The topic itself is redacted each time it appears in the hundreds of pages of documents, but there is mention of Nacchio believing the request was both inappropriate and illegal, and repeatedly refusing to go along with it.

The NSA contract was awarded in July 2001 to companies other than Qwest.

USA Today reported in May 2006 that Qwest, unlike AT&T and Verizon, balked at helping the NSA track phone calling patterns that may have indicated terrorist organizational activities. Nacchio's attorney, Herbert Stern, confirmed that Nacchio refused to turn over customer telephone records because he didn't think the NSA program had legal standing.

In the documents, Nacchio also asserts Qwest was in line to build a $2 billion private government network called GovNet and do other government business, including a network between the U.S. and South America.

To which Glenn adds:

The vast bulk of America's surveillance state and intelligence activities (budgeted at roughly $70 billion each year) are now outsourced to and performed by these private corporations.

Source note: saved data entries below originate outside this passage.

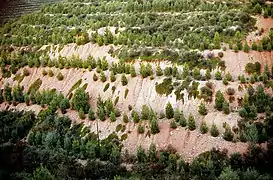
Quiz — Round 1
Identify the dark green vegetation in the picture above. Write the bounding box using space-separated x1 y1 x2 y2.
1 110 273 179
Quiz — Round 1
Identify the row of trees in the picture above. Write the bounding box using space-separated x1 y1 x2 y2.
1 109 273 179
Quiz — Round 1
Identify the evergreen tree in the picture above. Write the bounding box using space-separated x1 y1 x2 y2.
137 146 146 163
219 166 239 180
79 108 86 120
215 90 225 111
141 105 150 120
174 109 181 122
57 72 64 81
156 66 163 76
179 112 187 127
130 65 136 77
225 72 232 81
71 88 90 113
88 108 95 121
132 110 140 123
210 124 219 137
165 102 174 119
123 113 129 123
150 117 160 134
100 71 107 82
252 42 257 50
198 102 208 115
213 32 220 49
205 69 211 80
188 114 196 131
93 73 98 81
110 111 116 122
200 121 208 134
4 84 12 102
245 124 258 143
97 106 106 121
121 74 128 86
60 98 70 114
223 127 234 141
243 43 250 52
110 71 116 82
215 71 222 80
170 120 177 129
223 101 230 114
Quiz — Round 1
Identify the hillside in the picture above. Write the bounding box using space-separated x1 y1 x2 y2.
1 0 273 179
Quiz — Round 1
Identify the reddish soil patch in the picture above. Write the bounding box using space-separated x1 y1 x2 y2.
223 50 273 77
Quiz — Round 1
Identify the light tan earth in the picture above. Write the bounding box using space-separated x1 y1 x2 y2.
1 65 257 161
0 101 247 162
222 50 273 77
41 43 118 63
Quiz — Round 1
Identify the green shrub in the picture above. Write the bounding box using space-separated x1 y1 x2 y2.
141 105 150 120
155 78 173 95
245 62 261 74
128 105 133 111
121 74 128 86
57 72 64 81
179 113 187 127
138 124 145 134
110 71 116 82
223 127 234 141
123 113 129 123
150 117 160 134
215 90 225 111
170 120 177 129
103 83 110 92
88 108 95 121
124 88 129 99
223 101 230 114
210 124 219 137
130 65 137 77
188 114 196 131
42 69 48 76
48 69 54 77
165 102 174 119
23 68 30 76
215 71 222 80
156 66 163 76
225 72 232 81
226 87 235 95
200 121 208 134
93 73 98 81
121 134 128 141
198 102 208 115
27 79 42 94
112 86 116 94
114 108 121 117
132 110 140 123
79 109 86 120
114 96 119 105
110 111 116 122
223 78 228 85
116 124 123 132
71 88 90 113
174 109 181 122
100 71 107 82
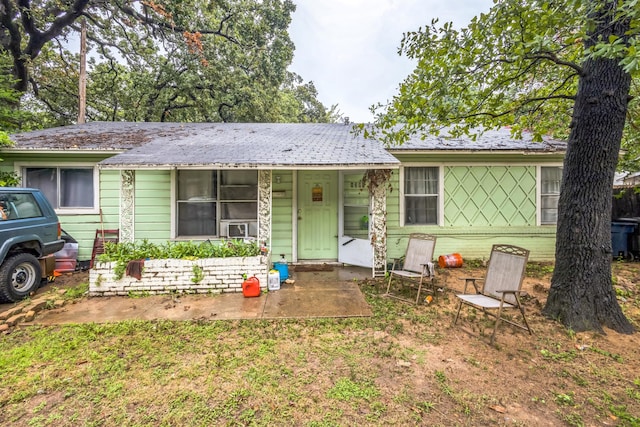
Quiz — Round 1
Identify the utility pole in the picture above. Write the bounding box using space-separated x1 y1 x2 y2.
77 18 87 124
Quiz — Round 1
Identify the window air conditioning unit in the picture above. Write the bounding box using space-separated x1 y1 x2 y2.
220 221 248 238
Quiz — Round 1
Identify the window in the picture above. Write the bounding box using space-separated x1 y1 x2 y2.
24 167 95 210
176 170 258 237
0 192 42 221
541 166 562 224
404 167 439 225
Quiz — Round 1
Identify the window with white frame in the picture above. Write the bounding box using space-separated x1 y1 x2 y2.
176 170 258 238
404 167 439 225
541 166 562 224
23 167 95 210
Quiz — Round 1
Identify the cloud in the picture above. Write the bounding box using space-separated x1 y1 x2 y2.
289 0 493 123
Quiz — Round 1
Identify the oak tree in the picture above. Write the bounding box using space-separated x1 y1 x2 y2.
1 0 333 124
368 0 639 333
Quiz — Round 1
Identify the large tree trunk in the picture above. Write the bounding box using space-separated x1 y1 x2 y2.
542 1 634 334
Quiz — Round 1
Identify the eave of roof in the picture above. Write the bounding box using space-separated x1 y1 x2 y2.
0 148 127 155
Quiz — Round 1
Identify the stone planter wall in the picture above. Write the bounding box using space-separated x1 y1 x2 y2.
89 256 269 296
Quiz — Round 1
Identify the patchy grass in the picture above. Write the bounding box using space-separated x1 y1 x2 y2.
1 263 640 426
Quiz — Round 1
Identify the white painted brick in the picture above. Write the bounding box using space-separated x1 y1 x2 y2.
88 256 268 296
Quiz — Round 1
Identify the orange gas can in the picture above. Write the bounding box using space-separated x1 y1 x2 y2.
242 276 261 297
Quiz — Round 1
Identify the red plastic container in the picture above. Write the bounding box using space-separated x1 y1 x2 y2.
242 276 261 297
438 253 463 268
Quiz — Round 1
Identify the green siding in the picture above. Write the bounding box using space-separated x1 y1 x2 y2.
386 230 557 264
271 171 294 262
0 149 564 264
58 169 121 260
444 166 536 226
386 162 558 262
134 170 171 242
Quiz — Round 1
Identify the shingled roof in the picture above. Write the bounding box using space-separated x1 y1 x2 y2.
7 122 566 169
386 128 566 152
8 121 173 151
98 122 400 169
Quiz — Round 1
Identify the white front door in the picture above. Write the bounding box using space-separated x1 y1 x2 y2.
338 171 373 268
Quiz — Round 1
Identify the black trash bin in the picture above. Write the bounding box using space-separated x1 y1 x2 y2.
614 218 640 259
611 221 637 259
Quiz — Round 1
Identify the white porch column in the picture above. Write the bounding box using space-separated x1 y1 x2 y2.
371 171 389 277
258 170 272 247
120 170 135 242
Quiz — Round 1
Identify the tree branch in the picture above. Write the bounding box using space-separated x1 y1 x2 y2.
20 0 91 59
453 94 576 122
117 3 243 46
525 51 584 76
1 0 28 91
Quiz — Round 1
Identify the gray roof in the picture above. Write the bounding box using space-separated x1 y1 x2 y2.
391 128 565 152
8 121 172 151
98 122 399 169
7 122 566 169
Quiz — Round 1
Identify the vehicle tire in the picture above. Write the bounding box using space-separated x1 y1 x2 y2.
0 253 43 303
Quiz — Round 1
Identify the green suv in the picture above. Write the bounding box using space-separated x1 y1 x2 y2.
0 188 64 302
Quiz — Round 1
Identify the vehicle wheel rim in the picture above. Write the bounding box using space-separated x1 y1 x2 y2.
12 263 37 292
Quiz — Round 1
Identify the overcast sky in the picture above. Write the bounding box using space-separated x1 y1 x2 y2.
288 0 494 123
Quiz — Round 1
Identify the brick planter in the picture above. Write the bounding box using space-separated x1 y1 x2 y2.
89 256 269 296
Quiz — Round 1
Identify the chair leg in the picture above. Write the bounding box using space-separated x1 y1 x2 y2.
414 278 423 304
453 300 464 325
512 295 533 335
489 302 506 345
385 274 393 295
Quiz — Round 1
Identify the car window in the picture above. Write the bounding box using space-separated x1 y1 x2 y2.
0 193 42 220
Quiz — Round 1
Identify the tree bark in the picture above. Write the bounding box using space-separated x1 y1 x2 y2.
542 1 634 334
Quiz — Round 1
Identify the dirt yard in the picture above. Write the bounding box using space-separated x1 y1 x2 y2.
3 261 640 426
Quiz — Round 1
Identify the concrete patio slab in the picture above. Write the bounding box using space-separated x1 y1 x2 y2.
20 265 373 325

The precise financial dynamic which Sen. Brownback is impotently protesting in China -- that corporations are highly incentivized to assent to and enable all government spying lest they lose extremely lucrative government contracts (and, conversely, that they're eager to cooperate with the Government in order to receive more contracts and become further integrated in government activities) -- is exactly the dynamic that drives America's surveillance state.


Indeed, it was that very substantial profit motive -- as the Rocky Mountain News article above illustrates -- that led American telecoms in the U.S. not just to acquiesce to, but eagerly embrace, the Bush administration's desire to spy illegally on their customers' telephone and email communications. Those who agreed to help the Government break the law received far more of the billions and billions of dollars of government surveillance and defense contracts, while Qwest -- by refusing the Bush administration's requests for illegal spying -- was punished by being frozen out of this private-public consortium.

More inanely still, Sen. Brownback is specifically outraged by the intrusive spying activities in which the Chinese Government plans to engage with regard to the telephone and email communications of foreign visitors...That's the same Sen. Sam Brownback who voted last year to enact the Protect America Act, which "allow[ed] for massive, untargeted collection of international communications without court order or meaningful oversight by either Congress or the courts. It contain[ed] virtually no protections for the U.S. end of the phone call or email, leaving decisions about the collection, mining and use of Americans' private communications up to this administration." And it's the same Sen. Brownback who also voted for this year's FISA Amendments Act, which empowers the U.S. Government to tap directly into the U.S. telecommunications systems in order to monitor international emails and telephone calls with no individual warrant required.

I know there are plenty on the right who would argue that this is different because they are Communist China (i.e. evil) and we are the United States of America (i.e. good), but if that's not moral and legal relativism, what is?